When I needed her at the beginning of my motherhood, she helped. When I needed her growing up, she wasn’t there. Perhaps, mentally, she just couldn’t be there. She had her own regrets and depression to combat. She didn’t have time to troubleshoot my puberty. There was no room for her to raise children. There was no room for her to ensure that the young lady she brought into this world turned out BETTER than her. Her every thought was consumed with guilt and agony of “what could have been”.
I must admit, her departure from this world ruptured my Pandora’s Box. There was so much compacted in there I forgot why I never connected to her. Then I remember our relationship was doomed from the womb. We weren’t meant to connect as mother and daughter. I was meant to be her legacy. The one thing she brought into this world with her love, even if it was just for that moment her and my father were together.

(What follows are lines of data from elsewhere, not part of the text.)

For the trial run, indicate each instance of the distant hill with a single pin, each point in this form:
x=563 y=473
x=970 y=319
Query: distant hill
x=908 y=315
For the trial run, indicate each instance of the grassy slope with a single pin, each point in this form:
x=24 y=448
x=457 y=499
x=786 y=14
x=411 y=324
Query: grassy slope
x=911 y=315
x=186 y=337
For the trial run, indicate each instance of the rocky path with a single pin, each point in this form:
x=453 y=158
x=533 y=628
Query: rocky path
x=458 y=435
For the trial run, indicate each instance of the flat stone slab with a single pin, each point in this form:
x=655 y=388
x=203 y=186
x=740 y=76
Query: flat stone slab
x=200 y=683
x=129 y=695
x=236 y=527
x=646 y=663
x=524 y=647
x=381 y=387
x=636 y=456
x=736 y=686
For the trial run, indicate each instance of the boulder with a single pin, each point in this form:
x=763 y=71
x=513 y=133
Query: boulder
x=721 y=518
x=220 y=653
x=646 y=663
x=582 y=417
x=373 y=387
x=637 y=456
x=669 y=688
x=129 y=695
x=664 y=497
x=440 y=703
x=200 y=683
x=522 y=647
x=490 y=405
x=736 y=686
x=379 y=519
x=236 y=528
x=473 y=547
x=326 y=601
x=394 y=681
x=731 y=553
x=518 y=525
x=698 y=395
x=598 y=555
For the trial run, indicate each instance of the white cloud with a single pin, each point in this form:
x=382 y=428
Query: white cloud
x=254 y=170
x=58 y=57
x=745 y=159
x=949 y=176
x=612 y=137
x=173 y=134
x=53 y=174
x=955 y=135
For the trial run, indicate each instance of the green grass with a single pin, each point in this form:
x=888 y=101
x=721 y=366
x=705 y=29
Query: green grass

I was to be what she couldn’t be.
As I stand here today, I put my mother to rest. Thank you all for allowing me to provide my mother’s eulogy. She would be proud because it was the truth, it was real. I love you mother. Until we meet again. Sleep peacefully and tell my father hello, I miss him.
As I walked away from the church’s podium, eyes are on me. I see pearls being clutch. I even caught the eye of my great aunt rolling as I walked by. Then I hear my cousins whispering, “Did she really just say all that at her mother’s funeral???” I did, and I’m unapologetic for it. My mother and I will sleep peacefully tonight.